“Incaricato da un idiota con la garanzia di un mascalzone, finalmente sono avvocato.”
Rudy Baylor
Una storia che tocca il cuore e che rispecchia una realtà purtroppo fortemente attuale. Rudy Baylor è un giovane avvocato pieno di buoni propositi che decide di intraprendere una causa coraggiosa e dalla successo impossibile.
Al suo fianco uno strampalato ma fidato personaggio: Deck Shifflet, esperto in materia legale che non ha mai superato l’esame di abilitazione alla professione legale.

“Che differenza c’è tra un avvocato e una prostituta? La prostituta, quando sei morto, smette di fotterti.”
Rudy Baylor
La causa viene intenta da una mamma del Tennessee, Dot Black, al cui figlio è stato negato il trapianto di midollo a seguito della diagnosi di leucemia. L’assicurazione a cui la famiglia si era affidata (pagata regolarmente) non copriva infatti le spese riguardanti alcune pratiche mediche.
Questo tipo di comportamento faceva parte di un disegno malato per ottimizzare i profitti al massimo: gli interventi legati alla salute possono avere dei costi importanti, la cui spesa avrebbe fatto sfumare un guadagno proveniente dal puntuale versamento mensile.
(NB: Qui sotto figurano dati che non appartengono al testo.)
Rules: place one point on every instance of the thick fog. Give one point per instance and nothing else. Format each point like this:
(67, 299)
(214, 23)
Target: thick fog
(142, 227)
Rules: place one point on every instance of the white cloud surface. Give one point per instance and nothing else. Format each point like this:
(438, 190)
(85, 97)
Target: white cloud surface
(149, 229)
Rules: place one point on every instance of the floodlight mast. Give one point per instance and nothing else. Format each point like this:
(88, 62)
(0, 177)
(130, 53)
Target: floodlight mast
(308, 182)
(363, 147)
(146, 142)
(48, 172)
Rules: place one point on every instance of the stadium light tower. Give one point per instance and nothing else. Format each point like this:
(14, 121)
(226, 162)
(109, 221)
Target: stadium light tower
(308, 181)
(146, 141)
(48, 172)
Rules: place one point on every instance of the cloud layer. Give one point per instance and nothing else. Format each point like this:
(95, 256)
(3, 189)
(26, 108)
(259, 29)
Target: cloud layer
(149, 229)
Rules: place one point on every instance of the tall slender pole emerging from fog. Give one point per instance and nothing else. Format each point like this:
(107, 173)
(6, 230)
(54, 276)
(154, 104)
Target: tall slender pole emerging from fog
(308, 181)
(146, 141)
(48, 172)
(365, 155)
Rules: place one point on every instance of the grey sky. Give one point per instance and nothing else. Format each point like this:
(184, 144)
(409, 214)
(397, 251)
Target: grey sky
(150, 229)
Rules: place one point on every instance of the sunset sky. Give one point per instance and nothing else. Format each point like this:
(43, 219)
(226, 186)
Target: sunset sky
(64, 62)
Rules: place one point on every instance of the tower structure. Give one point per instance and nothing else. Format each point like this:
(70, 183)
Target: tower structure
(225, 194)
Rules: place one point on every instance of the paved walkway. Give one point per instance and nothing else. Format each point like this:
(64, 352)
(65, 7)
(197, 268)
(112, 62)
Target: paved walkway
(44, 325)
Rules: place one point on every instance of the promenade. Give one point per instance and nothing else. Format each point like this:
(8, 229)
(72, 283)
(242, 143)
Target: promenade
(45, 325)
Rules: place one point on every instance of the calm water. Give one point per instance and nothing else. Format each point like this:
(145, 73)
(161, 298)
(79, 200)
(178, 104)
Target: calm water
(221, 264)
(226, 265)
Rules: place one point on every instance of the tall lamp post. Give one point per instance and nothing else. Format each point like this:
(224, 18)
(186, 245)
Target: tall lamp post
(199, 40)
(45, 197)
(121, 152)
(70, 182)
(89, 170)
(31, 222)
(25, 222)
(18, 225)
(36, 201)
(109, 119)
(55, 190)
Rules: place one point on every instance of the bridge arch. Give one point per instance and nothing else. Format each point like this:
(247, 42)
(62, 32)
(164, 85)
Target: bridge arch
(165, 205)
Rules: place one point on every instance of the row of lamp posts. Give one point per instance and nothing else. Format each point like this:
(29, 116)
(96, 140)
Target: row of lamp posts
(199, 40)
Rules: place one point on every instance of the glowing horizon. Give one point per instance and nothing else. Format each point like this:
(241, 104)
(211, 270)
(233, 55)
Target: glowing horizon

“Ogni avvocato, almeno una volta in ogni causa, sente di superare una linea che non intende veramente superare, capita; se lo fai parecchie volte la linea sparisce per sempre e poi sei solo un’altra barzelletta sugli avvocati, un altro pescecane nell’acqua sporca.”
Rudy Baylor
La verità dietro la società assicurativa, la Great Benefit, sarà ancora più agghiacciante e la causa svelerà dei retroscena al limite del disumano.
Rudy dovrà fronteggiarsi con uno dei cosiddetti principi del foro, tale Leo F. Drummond, che difende il suo avversario. Avvocato dal piglio deciso e dall’oratoria straordinaria che metterà non poco in difficoltà il giovane.
Ma la voglia di giustizia sarà più forte di qualsiasi magheggio disumano in nome del dio denaro.

“Amo ancora la legge. L’amerò sempre. Ma forse dovrei insegnarla, invece di chiudermi nei tribunali.”
Rudy Baylor
Dal libro di John Grisham, la pellicola è straordinaria, intensa e coinvolgente. Uno spaccato di un dramma che affligge le classi meno abbienti: il mancato diritto alla salute.
Uno schiaffo che caratterizza uno degli stati più potenti al mondo, da sempre in prima linea per la tutela di libertà ed uguaglianza.
Ipocrisia di una società moderna a parole, ma disumana nei fatti.